ABD askerleri yaklaşık 20 yıl sonra yani 30 Ağustos 2021 tarihinde Afganistan’dan çekildi. Bu tarihten beri ülkede Taliban idaresi karar sürüyor.
ABD Irak’ı işgal etti
ABD, Afganistan’ı işgalin akabinde Irak’a yönelik bir askeri operasyon başlattı. Bu operasyonun temel gerekçeleri, dönemin Irak lideri Saddam Hüseyin’in El Kural’a takviye verdiği ve Irak’ta kimyasal silahlar bulunduğu tezleriydi. BMGK’ndan karar beklemeksizin, 20 Mart 2003’te ABD tarafından Irak’a operasyon düzenlendi.
Ancak bu operasyon, yüz binlerce Iraklı sivilin hayatını yitirmesine, milyarlarca doların harcanmasına neden oldu. Ayrıyeten terör örgütü DEAŞ’ın ortaya çıkmasına da taban hazırladı.

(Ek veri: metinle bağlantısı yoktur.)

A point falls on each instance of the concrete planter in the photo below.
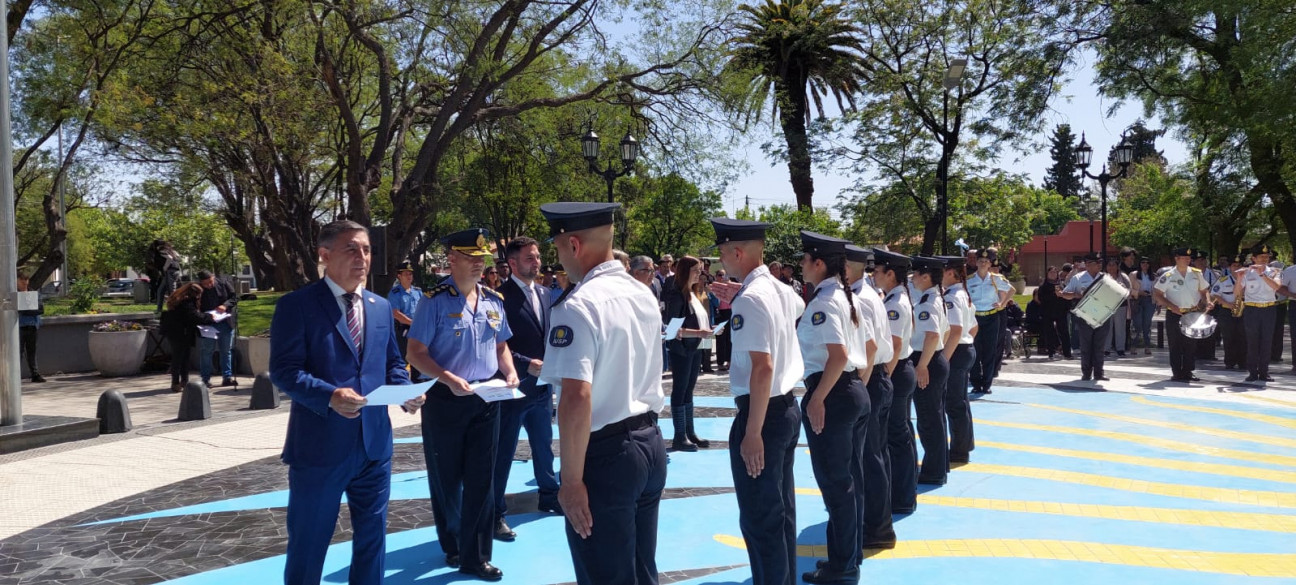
(118, 353)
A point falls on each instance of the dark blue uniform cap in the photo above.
(469, 241)
(738, 230)
(924, 262)
(891, 260)
(821, 245)
(574, 215)
(858, 254)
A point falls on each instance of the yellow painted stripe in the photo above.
(1260, 418)
(1268, 564)
(1152, 441)
(1156, 488)
(1196, 467)
(1213, 432)
(1159, 515)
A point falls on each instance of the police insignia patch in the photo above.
(560, 336)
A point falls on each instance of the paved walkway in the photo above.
(1151, 481)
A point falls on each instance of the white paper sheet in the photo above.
(673, 328)
(395, 393)
(495, 391)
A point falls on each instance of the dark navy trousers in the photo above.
(876, 523)
(986, 343)
(958, 410)
(900, 440)
(836, 455)
(314, 497)
(767, 503)
(625, 474)
(535, 413)
(459, 435)
(929, 407)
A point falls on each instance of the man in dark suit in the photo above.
(526, 305)
(332, 343)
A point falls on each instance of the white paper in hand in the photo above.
(494, 391)
(395, 394)
(673, 328)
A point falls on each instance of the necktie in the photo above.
(353, 321)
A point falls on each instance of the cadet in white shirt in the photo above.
(766, 365)
(1093, 340)
(1181, 291)
(959, 353)
(876, 522)
(836, 341)
(1225, 296)
(892, 276)
(931, 369)
(604, 361)
(1260, 287)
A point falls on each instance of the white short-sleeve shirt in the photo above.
(960, 311)
(607, 332)
(870, 306)
(928, 317)
(763, 321)
(827, 322)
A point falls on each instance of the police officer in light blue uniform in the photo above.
(931, 370)
(765, 369)
(835, 340)
(460, 337)
(876, 522)
(891, 273)
(990, 293)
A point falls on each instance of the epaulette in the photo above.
(439, 289)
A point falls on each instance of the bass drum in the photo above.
(1100, 301)
(1198, 324)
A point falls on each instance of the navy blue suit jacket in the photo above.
(311, 354)
(529, 330)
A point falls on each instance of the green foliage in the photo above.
(83, 293)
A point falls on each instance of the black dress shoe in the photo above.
(503, 532)
(486, 572)
(827, 575)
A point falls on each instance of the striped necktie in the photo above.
(353, 321)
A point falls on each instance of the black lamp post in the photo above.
(1122, 156)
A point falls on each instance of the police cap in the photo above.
(821, 245)
(738, 230)
(891, 260)
(567, 217)
(468, 241)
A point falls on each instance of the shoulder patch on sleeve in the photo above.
(560, 336)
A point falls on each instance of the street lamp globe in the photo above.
(1084, 153)
(629, 151)
(590, 145)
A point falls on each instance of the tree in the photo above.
(798, 51)
(1016, 55)
(1063, 177)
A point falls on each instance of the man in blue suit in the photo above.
(332, 343)
(526, 305)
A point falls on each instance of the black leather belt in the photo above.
(786, 400)
(625, 426)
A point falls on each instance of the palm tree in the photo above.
(801, 51)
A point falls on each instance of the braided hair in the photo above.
(836, 266)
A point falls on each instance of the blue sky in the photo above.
(1076, 104)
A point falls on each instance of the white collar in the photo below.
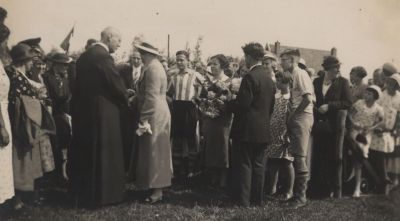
(103, 45)
(221, 77)
(285, 96)
(258, 63)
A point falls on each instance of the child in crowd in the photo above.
(365, 116)
(277, 152)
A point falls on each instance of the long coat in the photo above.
(252, 108)
(96, 163)
(154, 167)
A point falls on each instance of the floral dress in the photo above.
(391, 106)
(280, 143)
(30, 165)
(365, 117)
(6, 168)
(216, 133)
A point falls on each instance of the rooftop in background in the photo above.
(313, 57)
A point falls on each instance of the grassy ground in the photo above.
(210, 204)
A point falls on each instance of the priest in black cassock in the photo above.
(96, 163)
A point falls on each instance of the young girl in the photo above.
(365, 116)
(277, 152)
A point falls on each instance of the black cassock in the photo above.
(96, 163)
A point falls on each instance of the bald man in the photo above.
(96, 163)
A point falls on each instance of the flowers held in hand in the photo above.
(213, 103)
(235, 85)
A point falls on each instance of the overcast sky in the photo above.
(365, 32)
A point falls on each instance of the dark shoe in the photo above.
(295, 203)
(151, 200)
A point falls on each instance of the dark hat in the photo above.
(147, 48)
(21, 52)
(4, 32)
(291, 52)
(60, 58)
(182, 52)
(302, 64)
(330, 62)
(389, 68)
(34, 43)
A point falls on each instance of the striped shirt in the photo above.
(185, 86)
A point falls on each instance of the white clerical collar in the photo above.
(258, 63)
(221, 77)
(103, 45)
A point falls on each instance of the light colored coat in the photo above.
(154, 167)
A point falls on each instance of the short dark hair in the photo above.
(223, 61)
(254, 50)
(3, 14)
(286, 77)
(359, 71)
(374, 92)
(182, 52)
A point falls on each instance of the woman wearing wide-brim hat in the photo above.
(24, 109)
(333, 98)
(154, 164)
(6, 167)
(57, 83)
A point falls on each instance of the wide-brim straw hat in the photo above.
(60, 58)
(396, 77)
(21, 52)
(330, 62)
(148, 48)
(376, 89)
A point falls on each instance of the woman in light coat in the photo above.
(154, 166)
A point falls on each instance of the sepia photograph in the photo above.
(199, 110)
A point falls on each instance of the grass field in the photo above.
(210, 204)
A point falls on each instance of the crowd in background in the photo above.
(91, 126)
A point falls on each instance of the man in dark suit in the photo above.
(96, 164)
(250, 129)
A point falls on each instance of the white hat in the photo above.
(148, 48)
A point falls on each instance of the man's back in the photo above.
(253, 107)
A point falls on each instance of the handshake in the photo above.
(144, 128)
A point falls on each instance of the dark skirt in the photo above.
(184, 119)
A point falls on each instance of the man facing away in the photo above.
(96, 165)
(300, 121)
(250, 128)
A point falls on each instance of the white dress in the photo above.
(6, 168)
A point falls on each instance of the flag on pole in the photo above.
(65, 44)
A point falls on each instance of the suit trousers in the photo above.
(299, 134)
(250, 171)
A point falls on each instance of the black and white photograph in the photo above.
(199, 110)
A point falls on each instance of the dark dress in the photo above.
(96, 163)
(326, 164)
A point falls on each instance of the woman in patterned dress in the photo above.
(383, 138)
(26, 156)
(277, 152)
(216, 131)
(6, 169)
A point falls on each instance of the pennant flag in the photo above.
(65, 44)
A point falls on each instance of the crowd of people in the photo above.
(95, 125)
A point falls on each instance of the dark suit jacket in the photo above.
(96, 163)
(253, 107)
(338, 97)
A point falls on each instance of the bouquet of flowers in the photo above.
(213, 103)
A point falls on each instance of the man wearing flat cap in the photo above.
(95, 159)
(300, 121)
(57, 83)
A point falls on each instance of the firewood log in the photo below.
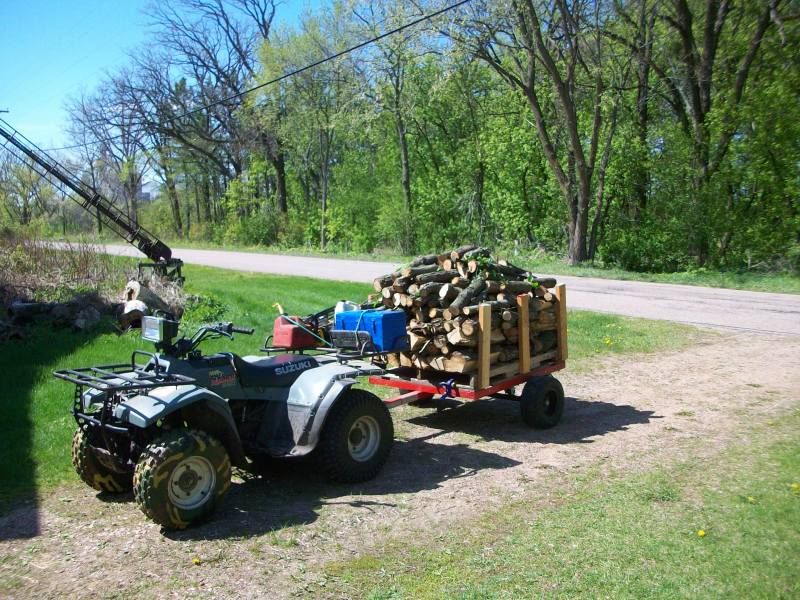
(475, 287)
(437, 276)
(448, 292)
(419, 270)
(461, 250)
(545, 282)
(516, 287)
(429, 289)
(384, 281)
(428, 259)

Irak işgali, mezhepçi çatışmaların arttığı ve ülkenin etnik tansiyonlarla sarsıldığı bir periyot haline geldi. Amerikan işgalinin akabinde Irak, Orta Doğu’daki en karmaşık problemlerle başa çıkmak zorunda kalan ülkelerden biri haline geldi. Bu devirde Irak, uzun vadeli istikrar ve güvenliğe ulaşma uğraşlarıyla gayret etti.
11 Eylül taarruzuyla güvenlik kaygıları artan ABD, işgal ettiği ülkelerde, geride, bitmek bilmeyen iç savaşlar ve huzursuzluk bıraktı.

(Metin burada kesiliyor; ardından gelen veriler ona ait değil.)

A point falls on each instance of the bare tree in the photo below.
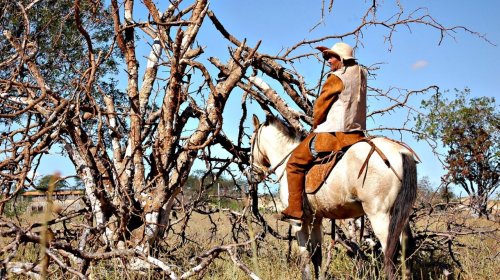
(134, 148)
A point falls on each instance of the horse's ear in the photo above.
(256, 122)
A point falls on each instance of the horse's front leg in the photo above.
(304, 254)
(315, 248)
(309, 240)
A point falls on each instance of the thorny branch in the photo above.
(134, 140)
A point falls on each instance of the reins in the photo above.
(268, 171)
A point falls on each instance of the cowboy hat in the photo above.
(340, 49)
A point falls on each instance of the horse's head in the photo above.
(259, 162)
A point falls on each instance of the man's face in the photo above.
(335, 63)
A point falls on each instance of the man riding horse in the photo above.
(339, 119)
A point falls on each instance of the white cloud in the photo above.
(420, 64)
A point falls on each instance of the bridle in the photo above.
(262, 171)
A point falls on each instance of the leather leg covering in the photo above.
(299, 163)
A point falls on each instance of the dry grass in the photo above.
(479, 259)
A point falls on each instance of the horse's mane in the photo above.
(283, 127)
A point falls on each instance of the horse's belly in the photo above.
(344, 210)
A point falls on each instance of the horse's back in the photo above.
(364, 177)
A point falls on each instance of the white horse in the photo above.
(386, 195)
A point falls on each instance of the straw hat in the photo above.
(341, 49)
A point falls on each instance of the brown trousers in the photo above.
(302, 159)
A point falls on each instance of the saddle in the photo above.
(339, 144)
(322, 167)
(330, 148)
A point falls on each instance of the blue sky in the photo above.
(415, 60)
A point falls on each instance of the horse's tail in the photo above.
(400, 211)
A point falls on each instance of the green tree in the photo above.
(46, 181)
(469, 129)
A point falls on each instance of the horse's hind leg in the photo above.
(408, 247)
(315, 248)
(380, 226)
(304, 253)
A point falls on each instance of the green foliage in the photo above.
(15, 207)
(469, 129)
(46, 181)
(204, 186)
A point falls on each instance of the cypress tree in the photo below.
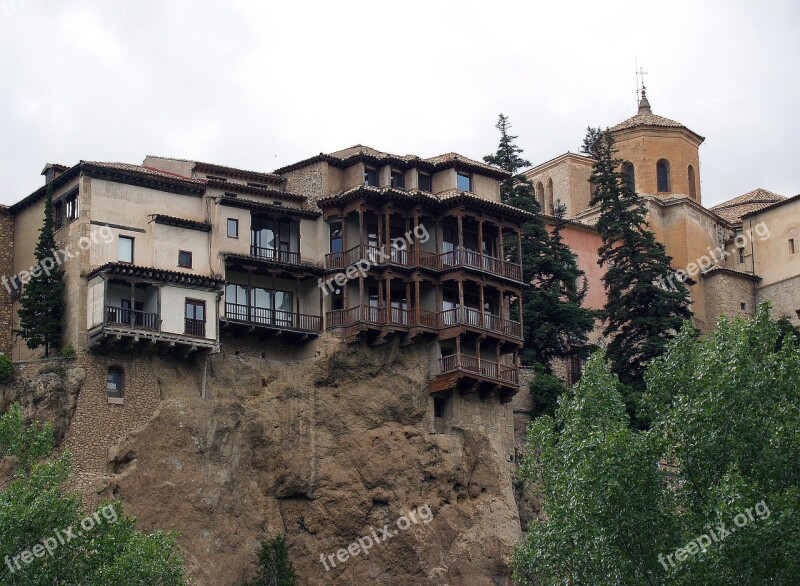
(42, 301)
(641, 316)
(554, 323)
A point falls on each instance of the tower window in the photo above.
(630, 175)
(662, 176)
(114, 383)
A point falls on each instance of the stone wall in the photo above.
(725, 292)
(6, 272)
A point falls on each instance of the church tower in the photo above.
(661, 155)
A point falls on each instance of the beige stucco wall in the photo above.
(644, 147)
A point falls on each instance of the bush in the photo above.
(67, 351)
(275, 567)
(6, 368)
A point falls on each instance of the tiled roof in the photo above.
(734, 209)
(225, 170)
(415, 195)
(346, 157)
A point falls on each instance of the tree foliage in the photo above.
(42, 302)
(641, 315)
(33, 509)
(554, 323)
(619, 501)
(274, 566)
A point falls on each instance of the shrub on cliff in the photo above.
(6, 368)
(709, 494)
(274, 566)
(48, 538)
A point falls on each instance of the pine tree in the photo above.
(42, 301)
(641, 316)
(554, 323)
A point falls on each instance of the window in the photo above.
(662, 176)
(185, 259)
(114, 383)
(371, 176)
(464, 182)
(398, 179)
(125, 249)
(233, 228)
(630, 175)
(425, 183)
(439, 403)
(195, 323)
(336, 237)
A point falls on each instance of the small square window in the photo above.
(425, 182)
(398, 179)
(464, 182)
(125, 249)
(371, 176)
(233, 228)
(185, 259)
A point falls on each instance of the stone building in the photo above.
(733, 267)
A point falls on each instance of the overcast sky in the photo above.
(259, 85)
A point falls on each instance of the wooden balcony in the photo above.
(282, 256)
(454, 259)
(471, 373)
(252, 318)
(132, 318)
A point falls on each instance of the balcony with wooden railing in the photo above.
(457, 370)
(274, 319)
(133, 318)
(453, 259)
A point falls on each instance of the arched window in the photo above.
(540, 195)
(630, 174)
(115, 382)
(662, 175)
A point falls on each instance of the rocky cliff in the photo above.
(326, 443)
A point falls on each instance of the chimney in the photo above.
(51, 171)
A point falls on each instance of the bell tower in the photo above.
(661, 155)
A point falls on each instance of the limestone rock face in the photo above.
(327, 448)
(324, 442)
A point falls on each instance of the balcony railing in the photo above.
(195, 327)
(484, 368)
(377, 256)
(472, 317)
(283, 256)
(275, 318)
(398, 316)
(132, 317)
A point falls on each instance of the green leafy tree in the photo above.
(274, 566)
(97, 548)
(641, 315)
(622, 506)
(554, 323)
(42, 302)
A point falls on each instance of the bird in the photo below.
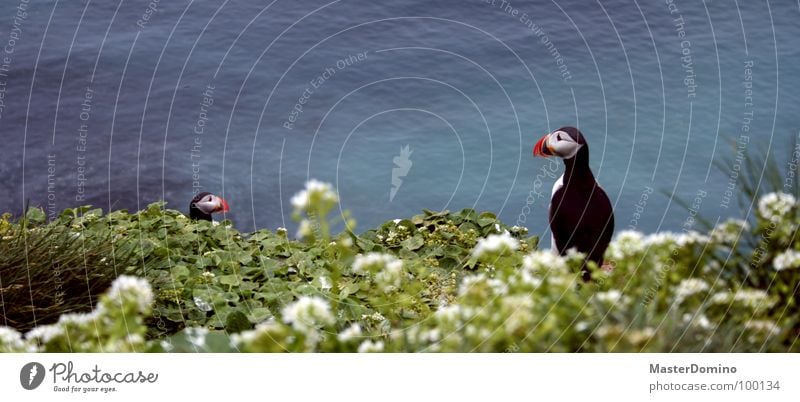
(580, 213)
(204, 204)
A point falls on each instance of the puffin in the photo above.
(204, 204)
(581, 215)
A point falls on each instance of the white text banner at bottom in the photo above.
(399, 377)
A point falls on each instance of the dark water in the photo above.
(101, 106)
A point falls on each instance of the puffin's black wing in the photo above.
(582, 217)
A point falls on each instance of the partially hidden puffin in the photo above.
(204, 204)
(581, 215)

11 Eylül İslamofobi’yi artırdı
11 Eylül hücumları yalnızca ABD’deki değil, dünyanın dört bir yanındaki Müslümanları da etkiledi. Bu hücumlar sonrasında ortaya çıkan İslamofobi, Müslümanlar için büyük bir sorun haline geldi. El Kaide lideri Usame Bin Ladin, ABD’nin Müslümanları öldürdüğünü ve İsrail’in yanında yer aldığını sav ederek bu hücumları legalleştirmeye çalıştı.

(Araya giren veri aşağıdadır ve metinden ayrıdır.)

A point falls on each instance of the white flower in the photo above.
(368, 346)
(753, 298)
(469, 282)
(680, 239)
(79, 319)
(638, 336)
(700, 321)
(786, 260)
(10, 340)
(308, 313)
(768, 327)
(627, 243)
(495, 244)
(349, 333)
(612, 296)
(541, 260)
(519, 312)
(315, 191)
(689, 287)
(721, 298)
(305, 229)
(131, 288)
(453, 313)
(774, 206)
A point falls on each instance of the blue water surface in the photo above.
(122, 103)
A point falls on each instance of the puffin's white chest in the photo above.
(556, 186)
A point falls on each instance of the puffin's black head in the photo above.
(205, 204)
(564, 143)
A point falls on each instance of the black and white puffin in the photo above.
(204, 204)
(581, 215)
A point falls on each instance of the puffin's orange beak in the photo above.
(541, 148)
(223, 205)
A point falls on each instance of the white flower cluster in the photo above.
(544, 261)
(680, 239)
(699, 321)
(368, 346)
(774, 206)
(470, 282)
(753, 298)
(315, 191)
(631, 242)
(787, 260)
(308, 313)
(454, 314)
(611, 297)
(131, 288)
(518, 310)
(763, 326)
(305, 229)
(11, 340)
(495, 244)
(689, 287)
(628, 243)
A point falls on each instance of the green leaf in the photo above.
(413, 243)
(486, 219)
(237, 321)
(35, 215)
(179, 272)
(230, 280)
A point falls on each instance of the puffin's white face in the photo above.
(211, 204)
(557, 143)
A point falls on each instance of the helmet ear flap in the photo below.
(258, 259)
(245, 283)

Özellikle ABD ve öbür Batı ülkelerinde, 11 Eylül sonrası Müslüman zıtlığı ve İslamofobi yaygınlaştı. Bu devirde, Müslümanlara karşı işlenen nefret hatalarında büyük bir artış görüldü. Ayrıyeten, 11 Eylül olaylarına dair yapılan birçok haber ve yapım, Müslümanları terörist üzere gösterme eğilimindeydi. Siyasalların Müslüman tersi telaffuzları, bu cins önyargıların güçlenmesine katkı sağladı.
İslamofobi, yalnızca 11 Eylül sonrasında değil, günümüzde de hala birçok Müslüman için bir gerçeklik. Bu cins önyargıların azaltılması ve insanların daha anlayışlı bir biçimde bir ortada yaşayabilmesi için eğitim, farkındalık ve toplumsal uğraşlar büyük değer taşıyor.